Ce rassemblement, œcuménique pour certains, hétéroclite pour d’autres, a un objectif : empêcher la privatisation d’Aéroports de Paris (ADP). Car c’est désormais officiel : la loi Pacte, définitivement adoptée par le Parlement le 11 avril, prévoit le désengagement de l’État du groupe Aéroports de Paris dont il possède actuellement 50,6% du capital. Avec une telle opération, la majorité souhaite récupérer près de 7 milliards d’euros. La somme ainsi récoltée devrait permettre de réduire la dette publique et d’alimenter un fonds d’investissement pour les start-up.

Référendum

Une vision des choses que ne partage pas une partie de la classe politique. Depuis deux ans, les élus de droite et de gauche ne parviennent pas à s’opposer comme ils le souhaitent aux projets d’Emmanuel Macron. Pour mettre toutes les chances de leur côté, les opposants décident cette fois-ci d’utiliser une nouvelle « arme » : le RIP soit le référendum d’initiative partagée. Cette mesure, qui a été adoptée lors de la révision constitutionnelle de 2008 voulue par le président Nicolas Sarkozy, est utilisable depuis 2015. Mais pour le moment, elle est restée dans les cartons.

Le RIP permet à des députés et des sénateurs de provoquer un référendum sur le sujet de leur choix. Il faut pour cela la signature d’un cinquième des membres du Parlement, soit au moins 185 députés ou sénateurs. Mission accomplie puisque, le 13 juin, 248 signatures ont été recueillies. Une seconde étape importante reste à remplir pour pouvoir soumettre la question de la privatisation d’Aéroports de Paris au référendum : obtenir le soutien d’un dixième des électeurs inscrits sur les listes électorales. Soit 4,5 millions de citoyens.

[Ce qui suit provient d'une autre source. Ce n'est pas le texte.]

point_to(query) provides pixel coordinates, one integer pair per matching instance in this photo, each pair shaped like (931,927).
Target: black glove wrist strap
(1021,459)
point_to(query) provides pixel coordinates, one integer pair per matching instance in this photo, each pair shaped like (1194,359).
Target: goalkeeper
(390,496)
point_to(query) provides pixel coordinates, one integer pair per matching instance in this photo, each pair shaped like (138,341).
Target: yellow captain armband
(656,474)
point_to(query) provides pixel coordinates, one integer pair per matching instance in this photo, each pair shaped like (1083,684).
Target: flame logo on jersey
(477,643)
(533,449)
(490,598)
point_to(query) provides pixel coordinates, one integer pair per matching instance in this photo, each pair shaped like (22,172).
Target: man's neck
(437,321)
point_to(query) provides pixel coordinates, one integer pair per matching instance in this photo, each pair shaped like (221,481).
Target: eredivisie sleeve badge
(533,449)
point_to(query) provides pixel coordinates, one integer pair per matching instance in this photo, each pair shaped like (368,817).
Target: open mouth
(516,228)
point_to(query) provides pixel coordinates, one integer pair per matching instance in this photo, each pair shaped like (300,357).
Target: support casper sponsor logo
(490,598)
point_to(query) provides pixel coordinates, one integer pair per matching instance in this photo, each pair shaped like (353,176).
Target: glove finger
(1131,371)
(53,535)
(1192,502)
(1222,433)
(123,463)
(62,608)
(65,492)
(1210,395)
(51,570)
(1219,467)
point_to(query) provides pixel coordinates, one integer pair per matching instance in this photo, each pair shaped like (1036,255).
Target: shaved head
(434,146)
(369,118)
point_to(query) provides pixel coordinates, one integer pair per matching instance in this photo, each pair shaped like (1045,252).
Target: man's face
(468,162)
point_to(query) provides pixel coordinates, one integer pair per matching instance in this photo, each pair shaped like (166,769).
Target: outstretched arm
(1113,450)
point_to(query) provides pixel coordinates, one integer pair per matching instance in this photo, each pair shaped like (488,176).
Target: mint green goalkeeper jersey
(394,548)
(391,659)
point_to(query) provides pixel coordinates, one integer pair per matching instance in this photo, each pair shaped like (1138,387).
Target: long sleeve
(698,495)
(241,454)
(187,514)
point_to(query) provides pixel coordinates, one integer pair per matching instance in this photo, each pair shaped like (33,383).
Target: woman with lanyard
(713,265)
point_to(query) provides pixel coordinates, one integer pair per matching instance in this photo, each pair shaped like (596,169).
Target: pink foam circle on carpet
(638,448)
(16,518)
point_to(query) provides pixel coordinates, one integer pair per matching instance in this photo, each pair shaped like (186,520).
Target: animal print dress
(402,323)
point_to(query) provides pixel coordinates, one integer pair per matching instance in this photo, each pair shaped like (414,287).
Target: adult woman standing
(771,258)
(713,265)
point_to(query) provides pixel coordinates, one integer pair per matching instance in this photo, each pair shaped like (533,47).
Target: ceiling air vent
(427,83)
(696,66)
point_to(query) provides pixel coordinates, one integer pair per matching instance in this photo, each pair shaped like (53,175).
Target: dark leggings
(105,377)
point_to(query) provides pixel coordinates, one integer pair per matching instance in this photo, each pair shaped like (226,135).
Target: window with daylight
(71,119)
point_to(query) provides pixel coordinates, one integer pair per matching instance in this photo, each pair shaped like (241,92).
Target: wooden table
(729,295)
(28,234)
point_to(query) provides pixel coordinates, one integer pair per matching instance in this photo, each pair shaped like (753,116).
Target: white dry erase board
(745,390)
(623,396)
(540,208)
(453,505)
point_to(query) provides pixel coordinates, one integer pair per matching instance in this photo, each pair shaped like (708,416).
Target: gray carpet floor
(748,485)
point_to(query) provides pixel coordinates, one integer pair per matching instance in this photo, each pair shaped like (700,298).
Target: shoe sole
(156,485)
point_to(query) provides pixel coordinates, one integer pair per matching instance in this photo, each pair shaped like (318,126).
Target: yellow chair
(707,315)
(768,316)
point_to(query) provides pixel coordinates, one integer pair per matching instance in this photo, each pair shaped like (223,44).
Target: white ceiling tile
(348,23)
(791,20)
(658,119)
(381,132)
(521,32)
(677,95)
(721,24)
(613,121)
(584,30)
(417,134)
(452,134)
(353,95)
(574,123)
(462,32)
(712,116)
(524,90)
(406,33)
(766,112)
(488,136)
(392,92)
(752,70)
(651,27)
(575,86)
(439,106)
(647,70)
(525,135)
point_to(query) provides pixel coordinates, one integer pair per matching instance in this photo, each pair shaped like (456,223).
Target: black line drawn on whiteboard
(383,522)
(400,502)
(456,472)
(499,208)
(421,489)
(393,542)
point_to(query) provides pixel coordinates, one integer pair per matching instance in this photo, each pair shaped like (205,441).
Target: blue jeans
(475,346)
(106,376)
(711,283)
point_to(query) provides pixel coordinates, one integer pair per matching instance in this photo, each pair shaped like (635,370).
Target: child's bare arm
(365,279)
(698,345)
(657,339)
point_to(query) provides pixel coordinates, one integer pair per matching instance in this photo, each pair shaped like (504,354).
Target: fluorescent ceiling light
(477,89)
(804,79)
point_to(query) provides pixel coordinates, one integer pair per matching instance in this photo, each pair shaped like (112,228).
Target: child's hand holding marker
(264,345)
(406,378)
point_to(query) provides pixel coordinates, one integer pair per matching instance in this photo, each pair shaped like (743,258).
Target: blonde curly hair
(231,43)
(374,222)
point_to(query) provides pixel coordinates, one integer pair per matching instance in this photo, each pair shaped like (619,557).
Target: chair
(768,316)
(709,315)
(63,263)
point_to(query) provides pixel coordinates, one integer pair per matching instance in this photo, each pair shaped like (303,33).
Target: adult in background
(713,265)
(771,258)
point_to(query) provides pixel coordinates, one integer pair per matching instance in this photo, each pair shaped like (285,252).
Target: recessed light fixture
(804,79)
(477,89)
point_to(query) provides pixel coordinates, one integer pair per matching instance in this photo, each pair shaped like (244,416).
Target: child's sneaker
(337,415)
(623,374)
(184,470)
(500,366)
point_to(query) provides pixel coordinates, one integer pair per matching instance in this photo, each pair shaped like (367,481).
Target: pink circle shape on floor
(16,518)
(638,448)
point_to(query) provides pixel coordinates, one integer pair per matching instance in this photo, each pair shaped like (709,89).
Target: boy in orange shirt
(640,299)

Le 20 juin, la campagne de récolte de signatures est lancée. Une semaine plus tard, 386 693 électeurs ont signé, soit 8,20% du total requis. En date du 1er juillet 2019, 466 000 citoyens ont apporté leur soutien, soit 10% du total requis. Pour que le référendum puisse voir le jour, la jauge de 100% doit être remplie le 12 mars 2020. Au rythme actuel, le cap sera atteint en décembre 2019. Pour tenir le rythme, les parlementaires opposés au projet tentent d’expliquer au plus grand nombre leurs griefs contre le projet défendu par le ministre de l’Économie Bruno Le Maire.

Souveraineté nationale

Ils estiment notamment qu’un aéroport, étant donné son objet, ne peut pas tomber entre les mains d’acteurs privés. Dans leur message appelant au référendum, ils expliquent qu’il s’agit « d’un outil stratégique de politique économique (…). Cette vision est partagée par la plupart des pays européens pour lesquels les aéroports restent la propriété de la puissance publique ». Certains dénoncent la perte de souveraineté que peut constituer l’opération. Même si, en réalité, le contrôle des frontières restera sous le contrôle de l’État.

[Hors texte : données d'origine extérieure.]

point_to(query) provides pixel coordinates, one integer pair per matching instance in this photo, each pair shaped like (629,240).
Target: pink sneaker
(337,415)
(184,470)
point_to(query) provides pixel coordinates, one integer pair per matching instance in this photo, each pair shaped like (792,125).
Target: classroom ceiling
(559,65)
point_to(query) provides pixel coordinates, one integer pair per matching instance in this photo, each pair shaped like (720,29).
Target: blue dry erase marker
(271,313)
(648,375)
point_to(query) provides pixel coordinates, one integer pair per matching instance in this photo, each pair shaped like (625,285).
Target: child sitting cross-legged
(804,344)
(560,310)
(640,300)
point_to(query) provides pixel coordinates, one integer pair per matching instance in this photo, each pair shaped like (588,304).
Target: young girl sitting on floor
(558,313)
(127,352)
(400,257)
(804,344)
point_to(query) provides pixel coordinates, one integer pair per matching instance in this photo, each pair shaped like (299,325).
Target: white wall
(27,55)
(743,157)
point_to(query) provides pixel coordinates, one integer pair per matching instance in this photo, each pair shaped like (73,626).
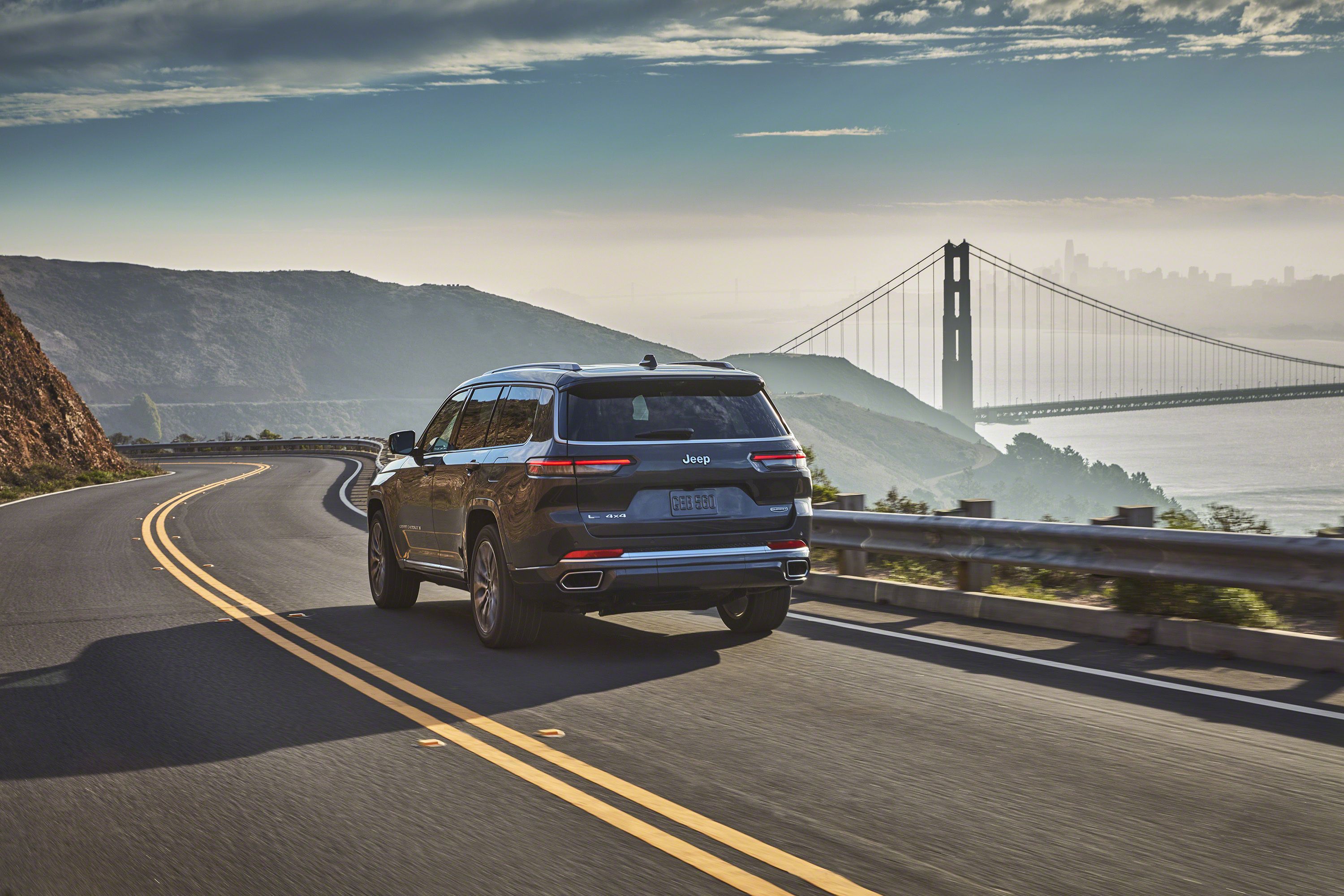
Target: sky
(703,174)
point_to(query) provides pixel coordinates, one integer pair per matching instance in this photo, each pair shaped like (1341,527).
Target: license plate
(694,503)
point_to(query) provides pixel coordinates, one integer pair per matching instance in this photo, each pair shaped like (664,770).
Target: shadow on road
(215,691)
(1308,687)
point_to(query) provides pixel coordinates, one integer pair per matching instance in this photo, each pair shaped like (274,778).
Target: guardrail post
(853,562)
(975,577)
(1336,532)
(1139,515)
(972,577)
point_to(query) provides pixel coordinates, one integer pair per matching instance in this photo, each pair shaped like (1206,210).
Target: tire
(757,610)
(502,617)
(392,586)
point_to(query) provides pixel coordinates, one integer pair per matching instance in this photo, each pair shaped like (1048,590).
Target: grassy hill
(867,452)
(218,336)
(838,377)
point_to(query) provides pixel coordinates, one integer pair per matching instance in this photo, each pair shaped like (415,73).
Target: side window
(476,418)
(513,424)
(543,431)
(440,431)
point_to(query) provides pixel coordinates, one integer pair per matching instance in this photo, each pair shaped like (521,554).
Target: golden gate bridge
(1014,346)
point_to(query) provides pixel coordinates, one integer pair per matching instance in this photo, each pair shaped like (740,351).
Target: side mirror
(402,443)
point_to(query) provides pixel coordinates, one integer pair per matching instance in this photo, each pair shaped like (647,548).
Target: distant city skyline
(800,148)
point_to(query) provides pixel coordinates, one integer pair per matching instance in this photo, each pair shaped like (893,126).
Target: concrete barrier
(1285,648)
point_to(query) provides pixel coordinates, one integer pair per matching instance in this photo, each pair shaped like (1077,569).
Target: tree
(143,418)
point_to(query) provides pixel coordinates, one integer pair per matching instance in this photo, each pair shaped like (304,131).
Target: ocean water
(1283,460)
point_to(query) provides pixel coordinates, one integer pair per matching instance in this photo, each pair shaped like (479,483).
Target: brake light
(601,554)
(780,460)
(576,466)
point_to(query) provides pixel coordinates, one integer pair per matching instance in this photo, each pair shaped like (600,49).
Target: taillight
(601,554)
(576,466)
(780,460)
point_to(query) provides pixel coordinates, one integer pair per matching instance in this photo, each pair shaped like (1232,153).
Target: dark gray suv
(607,488)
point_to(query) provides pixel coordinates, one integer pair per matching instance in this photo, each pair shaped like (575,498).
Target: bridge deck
(1023,413)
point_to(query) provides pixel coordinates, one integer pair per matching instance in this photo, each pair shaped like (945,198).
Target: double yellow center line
(253,614)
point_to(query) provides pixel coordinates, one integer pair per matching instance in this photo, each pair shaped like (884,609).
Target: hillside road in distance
(147,746)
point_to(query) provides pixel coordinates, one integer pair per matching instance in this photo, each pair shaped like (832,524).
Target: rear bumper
(668,571)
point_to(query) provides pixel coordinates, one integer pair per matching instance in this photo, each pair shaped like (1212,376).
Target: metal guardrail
(1261,562)
(375,447)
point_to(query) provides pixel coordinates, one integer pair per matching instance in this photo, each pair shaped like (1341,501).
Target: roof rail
(554,366)
(722,366)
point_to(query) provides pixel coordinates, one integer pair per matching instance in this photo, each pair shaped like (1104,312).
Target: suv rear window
(666,410)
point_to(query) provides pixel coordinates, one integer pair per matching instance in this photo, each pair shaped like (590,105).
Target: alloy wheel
(486,594)
(378,556)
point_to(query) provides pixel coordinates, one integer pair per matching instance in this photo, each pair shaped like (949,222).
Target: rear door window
(671,410)
(476,418)
(514,417)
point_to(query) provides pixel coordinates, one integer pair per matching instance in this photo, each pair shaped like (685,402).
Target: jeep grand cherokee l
(607,488)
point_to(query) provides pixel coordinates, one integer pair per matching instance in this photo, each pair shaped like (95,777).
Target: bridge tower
(957,363)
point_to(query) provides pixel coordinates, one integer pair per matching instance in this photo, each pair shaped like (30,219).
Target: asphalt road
(148,749)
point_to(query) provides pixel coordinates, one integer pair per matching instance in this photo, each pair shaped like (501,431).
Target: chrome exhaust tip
(585,581)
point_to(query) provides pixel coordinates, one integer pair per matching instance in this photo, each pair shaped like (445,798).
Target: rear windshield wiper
(666,435)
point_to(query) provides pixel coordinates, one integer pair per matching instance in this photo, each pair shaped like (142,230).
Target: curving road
(147,747)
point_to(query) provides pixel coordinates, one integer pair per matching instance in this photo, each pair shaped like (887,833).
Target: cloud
(909,18)
(65,61)
(1254,17)
(832,132)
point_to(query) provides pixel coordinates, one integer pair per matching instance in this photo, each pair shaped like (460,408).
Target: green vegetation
(1035,478)
(1233,606)
(143,418)
(53,477)
(822,487)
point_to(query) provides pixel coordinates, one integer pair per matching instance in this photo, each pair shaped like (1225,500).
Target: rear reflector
(601,554)
(576,466)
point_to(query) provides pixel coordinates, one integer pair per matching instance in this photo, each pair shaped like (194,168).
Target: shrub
(143,417)
(1234,606)
(822,487)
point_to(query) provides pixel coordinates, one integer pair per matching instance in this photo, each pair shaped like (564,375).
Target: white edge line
(1069,667)
(359,468)
(81,488)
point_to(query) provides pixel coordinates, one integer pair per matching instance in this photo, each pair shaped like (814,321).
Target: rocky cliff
(42,418)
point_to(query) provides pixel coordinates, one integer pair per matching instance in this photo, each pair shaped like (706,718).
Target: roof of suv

Pour étayer leurs arguments, les initiateurs du référendum citent le cas de l’aéroport de Toulouse Blagnac privatisé en 2015 et dont la majorité appartient à un consortium chinois. Une opération qualifiée par la Cour des comptes dans un rapport de novembre 2018 de « stratégie d’influence de la puissance chinoise ».

Un « bijou de famille » convoité

D’autres voix s’attaquent à la pertinence de l’opération économique. Selon eux, le gain de la cession ne vaut pas la peine de se délester d’infrastructures qui représentent 12,6% des participations boursières de l’État. D’autant plus, que si la société est cédée 7 milliards, cela ne représente que 0,3% du montant de la dette hexagonale.

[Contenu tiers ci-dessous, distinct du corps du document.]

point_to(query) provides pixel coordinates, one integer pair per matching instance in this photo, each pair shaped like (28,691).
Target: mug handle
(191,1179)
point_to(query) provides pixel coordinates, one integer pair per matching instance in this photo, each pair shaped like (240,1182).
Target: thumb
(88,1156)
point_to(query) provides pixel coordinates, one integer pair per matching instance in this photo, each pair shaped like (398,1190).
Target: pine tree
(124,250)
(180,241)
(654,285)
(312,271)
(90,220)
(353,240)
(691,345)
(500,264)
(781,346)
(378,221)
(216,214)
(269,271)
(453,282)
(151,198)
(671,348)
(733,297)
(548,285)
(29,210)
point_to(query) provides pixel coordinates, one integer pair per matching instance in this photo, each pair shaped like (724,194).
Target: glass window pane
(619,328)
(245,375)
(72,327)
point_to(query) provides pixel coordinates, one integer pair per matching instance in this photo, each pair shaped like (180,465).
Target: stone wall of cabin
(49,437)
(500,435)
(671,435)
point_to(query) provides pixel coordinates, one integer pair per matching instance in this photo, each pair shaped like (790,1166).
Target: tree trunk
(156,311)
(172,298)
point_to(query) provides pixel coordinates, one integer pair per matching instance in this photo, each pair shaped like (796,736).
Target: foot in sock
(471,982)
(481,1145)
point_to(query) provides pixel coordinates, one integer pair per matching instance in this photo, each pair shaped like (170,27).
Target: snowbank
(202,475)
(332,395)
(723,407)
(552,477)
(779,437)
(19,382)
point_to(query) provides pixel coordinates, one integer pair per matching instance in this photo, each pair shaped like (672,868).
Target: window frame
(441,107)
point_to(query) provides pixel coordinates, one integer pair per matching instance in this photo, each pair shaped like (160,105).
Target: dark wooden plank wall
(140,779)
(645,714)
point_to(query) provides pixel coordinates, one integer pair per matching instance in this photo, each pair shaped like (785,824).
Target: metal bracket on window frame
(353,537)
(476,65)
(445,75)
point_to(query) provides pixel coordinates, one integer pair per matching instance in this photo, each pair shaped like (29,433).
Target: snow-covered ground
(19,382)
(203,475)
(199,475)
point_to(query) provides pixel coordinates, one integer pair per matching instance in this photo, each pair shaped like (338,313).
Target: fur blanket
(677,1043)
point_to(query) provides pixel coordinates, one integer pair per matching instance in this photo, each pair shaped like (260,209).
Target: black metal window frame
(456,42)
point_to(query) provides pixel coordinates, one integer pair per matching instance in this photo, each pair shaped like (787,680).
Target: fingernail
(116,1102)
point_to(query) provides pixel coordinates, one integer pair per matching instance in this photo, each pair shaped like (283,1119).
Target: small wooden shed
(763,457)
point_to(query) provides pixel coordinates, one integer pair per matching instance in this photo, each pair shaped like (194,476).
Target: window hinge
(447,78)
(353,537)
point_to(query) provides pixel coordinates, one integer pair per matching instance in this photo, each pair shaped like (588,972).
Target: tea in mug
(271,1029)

Le chiffre d'affaires d'ADP était de 4,5 milliards d'euros en 2018 contre 2,7 milliards en 2013

Une chose est certaine, en cas de privatisation, de nombreux investisseurs seront sur les rangs. Aéroports de Paris qui regroupe les aéroports de Roissy (72,2 millions de passagers en 2018), Orly (33,1 millions de passagers sur la même période) et Le Bourget est en effet une entreprise attractive. En plus d’être le plus gros propriétaire foncier d’Ile-de-France, ADP possède 386 boutiques. Et le groupe se porte financièrement bien. Son chiffre d’affaires qui était de 2,7 milliards d’euros en 2013 est de 4,5 milliards d’euros en 2018. Une poule aux œufs d’or qui pourrait faire des envieux… Ou inciter l’exécutif à revenir sur sa position. Le Canard enchaîné du 26 juin rapporte qu’Emmanuel Macron pourrait revenir sur un projet qu’il estime « pas compris par l’opinion publique » et « impossible de mener à bien ». Le feuilleton n’a pas fini de faire parler de lui.